International Finance Problem Set on Working Capital Management 2. Homestead, Inc. manufactures basic farm equipment in...

International Finance Problem Set on Working Capital Management

2. Homestead, Inc. manufactures basic farm equipment in China, Spain, and the U.S. Each subsidiary has monthly unsettled balances due to or from other subsidiaries.
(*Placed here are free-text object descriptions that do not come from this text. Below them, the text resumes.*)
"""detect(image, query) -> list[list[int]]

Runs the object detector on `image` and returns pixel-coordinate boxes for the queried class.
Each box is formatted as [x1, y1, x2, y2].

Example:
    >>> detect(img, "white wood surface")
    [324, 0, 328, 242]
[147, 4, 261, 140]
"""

At the end of December, unsettled intracompany debts in U.S. dollars were as follows:

Homestead China:

Amount

     Owes to Spanish subsidiary

$ 6,000,000

     Owes to U.S. parent

$ 8,000,000

Homestead Spain:

     Owes to Chinese subsidiary

$ 5,000,000

     Owes to U.S. parent

$ 6,000,000

Homestead U.S.:

     Owes to Chinese subsidiary

$ 4,000,000

     Owes to Spanish subsidiary

$ 8,000,000

Foreign exchange transaction costs

0.400%

  1. How could Homestead net these intracompany debts?
  2. How much would be saved in transaction expenses over the no-netting alternative if transaction costs are 0.400%?

Homework Answers

Answer #1
a) (in million) China Spain US
owes to China - 6 8
Spain 5 - 6
US 4 8 -
Netting off intra company debts:
China has to give $1 million to Spain
US ha sto give $2 million to Spain
China has to give $4 million to US
b) Total transaction is 1 + 2 + 4 = $7 million.
Transaction cost is $7 million *0.40%.
$0.03 million
Savings in transaction expenses over the no-netting alternative is $0.03 million.